Los chips neuromórficos
En palabras muy simples, los chips neuromórficos son una imitación no biológica de un cerebro. A diferencia de los chips convencionales, estos operan por eventos (spikes), por lo que permanecen inactivos si no se les requiere para procesar información relevante. Y no se limitan a los estados binarios 0 y 1, sino que se activan o desactivan con mayor matiz, imitando al funcionamiento del cerebro. Un funcionamiento que resulta ideal para aplicaciones de la computación cuántica.
La eficiencia de estos chips es simplemente sorprendente: ¡consumen hasta mil veces menos que una GPU! Además, la memoria y el procesamiento de datos están integrados, por lo que el hardware resulta mucho más compacto. Por ejemplo, el chip neuromórfico Loihi 2 de Intel contiene un millón de neuronas de silicio en una superficie de apenas 31 mm².

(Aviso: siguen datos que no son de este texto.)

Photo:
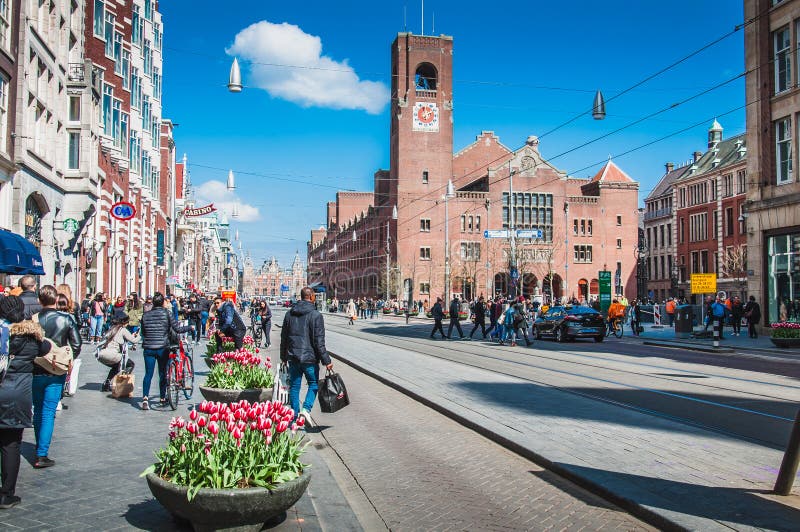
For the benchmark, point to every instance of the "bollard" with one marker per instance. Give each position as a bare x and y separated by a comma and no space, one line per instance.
791,460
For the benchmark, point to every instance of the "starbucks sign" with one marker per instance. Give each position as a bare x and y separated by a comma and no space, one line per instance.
70,225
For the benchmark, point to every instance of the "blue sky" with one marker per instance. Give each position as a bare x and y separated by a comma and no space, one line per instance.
522,69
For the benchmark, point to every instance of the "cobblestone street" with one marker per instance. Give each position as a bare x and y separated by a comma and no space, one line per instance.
422,471
101,445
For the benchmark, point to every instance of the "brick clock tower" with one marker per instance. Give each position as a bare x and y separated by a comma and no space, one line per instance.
421,159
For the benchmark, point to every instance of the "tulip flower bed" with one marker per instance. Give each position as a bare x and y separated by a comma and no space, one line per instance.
240,445
785,329
239,370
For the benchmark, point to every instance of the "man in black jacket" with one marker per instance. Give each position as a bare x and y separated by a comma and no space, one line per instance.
303,348
480,317
155,332
192,312
455,308
62,330
438,316
28,295
229,322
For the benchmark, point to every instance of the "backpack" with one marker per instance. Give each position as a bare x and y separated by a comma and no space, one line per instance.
4,338
59,360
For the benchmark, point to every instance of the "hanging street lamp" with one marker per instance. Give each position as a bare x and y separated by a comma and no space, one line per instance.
235,80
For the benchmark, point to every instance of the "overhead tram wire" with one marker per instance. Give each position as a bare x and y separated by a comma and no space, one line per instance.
276,178
634,86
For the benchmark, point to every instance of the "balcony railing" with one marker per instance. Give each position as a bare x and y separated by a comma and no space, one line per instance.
657,214
77,72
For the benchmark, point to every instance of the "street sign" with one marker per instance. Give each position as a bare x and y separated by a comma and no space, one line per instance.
604,289
70,225
495,233
529,233
123,210
704,283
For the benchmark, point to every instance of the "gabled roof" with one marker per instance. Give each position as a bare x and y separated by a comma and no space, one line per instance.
611,173
728,151
664,185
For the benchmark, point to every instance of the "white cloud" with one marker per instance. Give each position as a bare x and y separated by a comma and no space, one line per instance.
217,192
322,82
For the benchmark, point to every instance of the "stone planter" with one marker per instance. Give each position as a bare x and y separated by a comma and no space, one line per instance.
228,509
221,395
786,342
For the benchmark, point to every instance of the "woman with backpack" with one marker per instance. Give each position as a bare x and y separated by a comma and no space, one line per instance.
155,331
97,313
110,353
21,341
507,319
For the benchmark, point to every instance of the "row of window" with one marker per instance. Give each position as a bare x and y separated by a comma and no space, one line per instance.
470,251
698,226
705,192
582,227
529,211
660,236
104,28
664,271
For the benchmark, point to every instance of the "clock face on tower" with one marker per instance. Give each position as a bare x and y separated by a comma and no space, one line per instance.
426,117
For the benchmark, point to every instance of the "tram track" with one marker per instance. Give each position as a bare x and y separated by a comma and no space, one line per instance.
688,406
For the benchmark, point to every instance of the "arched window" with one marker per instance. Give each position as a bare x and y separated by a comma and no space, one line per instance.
426,77
33,221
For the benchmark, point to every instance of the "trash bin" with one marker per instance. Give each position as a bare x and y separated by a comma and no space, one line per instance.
684,321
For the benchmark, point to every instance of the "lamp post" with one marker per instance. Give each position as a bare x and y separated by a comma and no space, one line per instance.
451,193
640,252
388,251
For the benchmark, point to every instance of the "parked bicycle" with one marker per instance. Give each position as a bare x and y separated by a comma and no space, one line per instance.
255,330
180,372
615,328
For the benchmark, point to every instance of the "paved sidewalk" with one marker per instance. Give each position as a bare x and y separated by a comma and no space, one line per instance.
101,445
677,475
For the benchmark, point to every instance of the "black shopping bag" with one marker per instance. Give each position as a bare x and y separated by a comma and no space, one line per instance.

Aunque asociamos los chips neuromórficos con la inteligencia artificial, en realidad su campo de aplicación es mucho más amplio. Uno de los principales es la robótica, ya que allí permiten a los robots procesar información sensorial de forma rápida. También le permite trabajar por mayor tiempo con menor carga de energía, debido al bajo consumo de su “cerebro”.

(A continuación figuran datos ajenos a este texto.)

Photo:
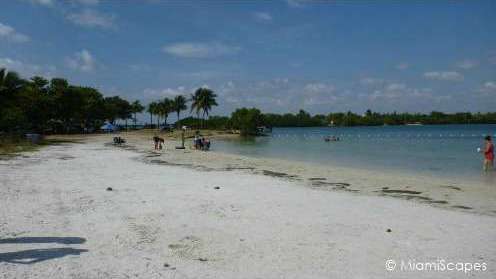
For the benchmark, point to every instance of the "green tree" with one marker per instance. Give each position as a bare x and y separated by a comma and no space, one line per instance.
247,120
164,108
152,110
178,105
136,108
202,101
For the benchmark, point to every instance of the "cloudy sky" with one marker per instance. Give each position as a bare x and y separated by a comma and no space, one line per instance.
275,55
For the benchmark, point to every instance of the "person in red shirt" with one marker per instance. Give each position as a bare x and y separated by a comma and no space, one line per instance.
488,154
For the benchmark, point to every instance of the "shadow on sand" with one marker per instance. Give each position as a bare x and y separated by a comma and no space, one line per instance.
38,255
60,240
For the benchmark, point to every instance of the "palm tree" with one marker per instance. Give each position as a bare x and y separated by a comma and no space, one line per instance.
202,101
178,105
165,107
152,109
9,82
136,108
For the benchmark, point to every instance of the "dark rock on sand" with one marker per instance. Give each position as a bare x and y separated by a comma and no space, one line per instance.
462,207
401,192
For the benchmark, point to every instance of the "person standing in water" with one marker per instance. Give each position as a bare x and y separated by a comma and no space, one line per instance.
488,154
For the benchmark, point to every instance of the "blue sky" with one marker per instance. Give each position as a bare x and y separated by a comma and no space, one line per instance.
279,56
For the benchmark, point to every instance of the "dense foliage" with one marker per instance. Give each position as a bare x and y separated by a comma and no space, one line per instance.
247,120
55,106
369,118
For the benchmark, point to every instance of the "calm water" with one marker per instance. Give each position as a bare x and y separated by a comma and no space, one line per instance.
440,150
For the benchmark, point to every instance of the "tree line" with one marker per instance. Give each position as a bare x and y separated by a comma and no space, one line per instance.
55,106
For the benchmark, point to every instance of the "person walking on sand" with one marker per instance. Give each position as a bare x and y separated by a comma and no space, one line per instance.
488,154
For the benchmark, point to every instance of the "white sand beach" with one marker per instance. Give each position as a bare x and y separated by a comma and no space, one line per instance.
167,219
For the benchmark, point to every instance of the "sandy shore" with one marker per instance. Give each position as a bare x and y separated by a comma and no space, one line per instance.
456,194
187,214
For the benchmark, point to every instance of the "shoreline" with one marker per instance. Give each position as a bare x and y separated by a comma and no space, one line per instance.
196,221
453,194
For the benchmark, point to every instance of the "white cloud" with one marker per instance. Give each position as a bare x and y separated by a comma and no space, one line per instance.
82,61
26,70
319,94
449,76
396,87
296,3
92,18
153,94
262,16
490,85
199,50
467,64
89,2
402,66
10,34
43,2
371,81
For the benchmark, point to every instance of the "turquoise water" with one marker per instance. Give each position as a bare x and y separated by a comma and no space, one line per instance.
439,150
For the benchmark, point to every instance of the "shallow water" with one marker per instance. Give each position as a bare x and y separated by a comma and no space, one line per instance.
438,150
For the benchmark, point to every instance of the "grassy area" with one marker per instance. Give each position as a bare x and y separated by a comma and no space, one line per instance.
12,145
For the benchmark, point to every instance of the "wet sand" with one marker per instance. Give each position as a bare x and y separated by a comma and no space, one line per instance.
93,210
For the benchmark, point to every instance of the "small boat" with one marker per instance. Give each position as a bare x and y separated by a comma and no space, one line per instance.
331,138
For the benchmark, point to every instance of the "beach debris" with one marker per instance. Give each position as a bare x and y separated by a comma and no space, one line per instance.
316,178
277,174
462,207
451,187
402,192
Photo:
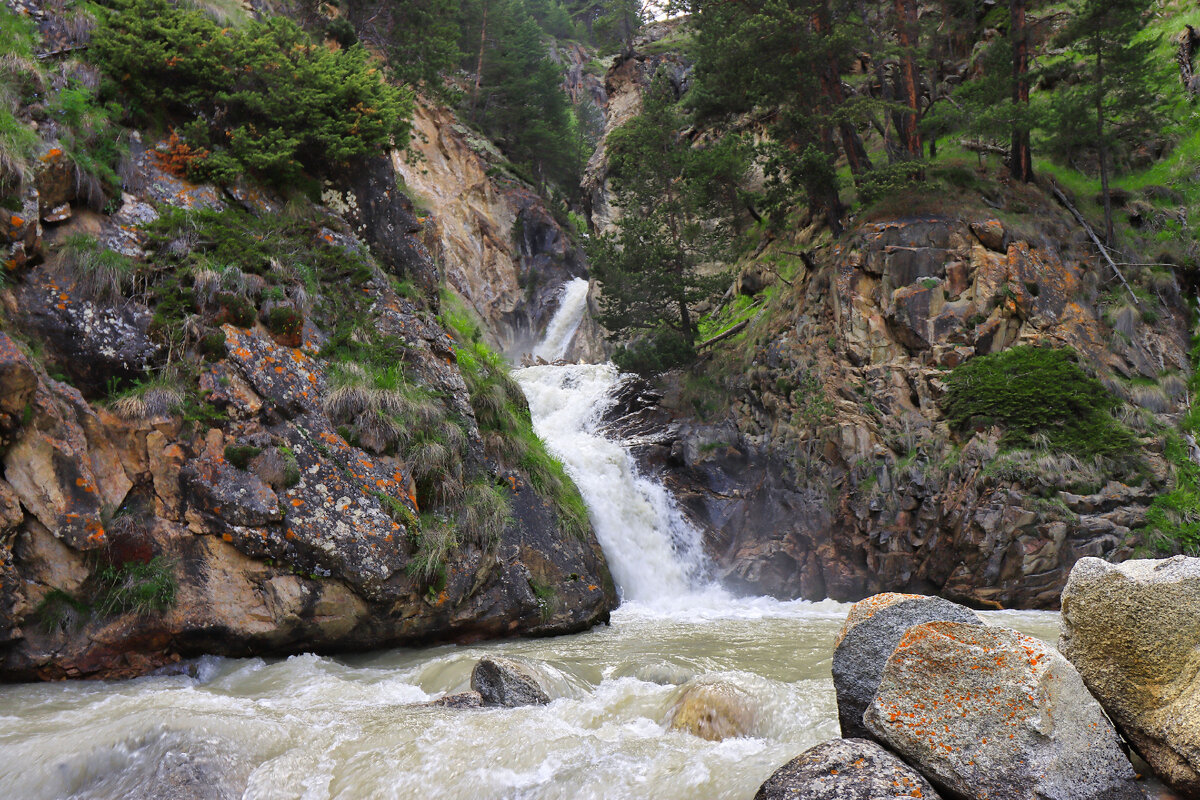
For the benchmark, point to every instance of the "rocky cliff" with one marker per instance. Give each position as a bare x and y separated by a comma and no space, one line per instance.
237,425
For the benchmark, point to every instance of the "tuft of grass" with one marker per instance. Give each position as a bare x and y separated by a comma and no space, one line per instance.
135,587
100,274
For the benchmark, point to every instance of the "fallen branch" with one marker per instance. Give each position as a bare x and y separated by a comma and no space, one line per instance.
1096,240
724,335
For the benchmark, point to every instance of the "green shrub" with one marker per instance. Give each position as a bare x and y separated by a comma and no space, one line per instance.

Quizás la aplicación más prometedora sea la generación de redes de sensores inteligentes, trabajando como una gran red neuronal. Cada uno de ellos puede analizar localmente los datos y tomar decisiones autónomas para la micro gestión. Y decidir qué información compartir con el control central para que este pueda realizar la macrogestión. ¡Emulando así a las organizaciones humanas que gestionan recursos!
Las redes cognitivas de bajo consumo energético están a la vuelta de la esquina, gracias a los chips neuromórficos. Serán redes que sentirán, pensarán y reaccionarán. Y con capacidad de autogestionarse, sin la necesidad de contar con una central principal que se sature de datos. La mayoría de la información no viajará, se procesará en sitio.
Contar con una red de sensores con inteligencia artificial nos permitirá desarrollar redes con eficiencia biológica, sin un coste energético prohibitivo. Y este uso racional de la energía nos permitirá disminuir la huella de carbono asociada a las tecnologías de información y comunicación.
Pero no todo será de color rosa; hay una tonalidad gris en el futuro. Una red inteligente descentralizada será difícil, sino imposible, de desconectar. Y la saga fílmica Terminator nos dejó muy claro el riesgo que esto implica.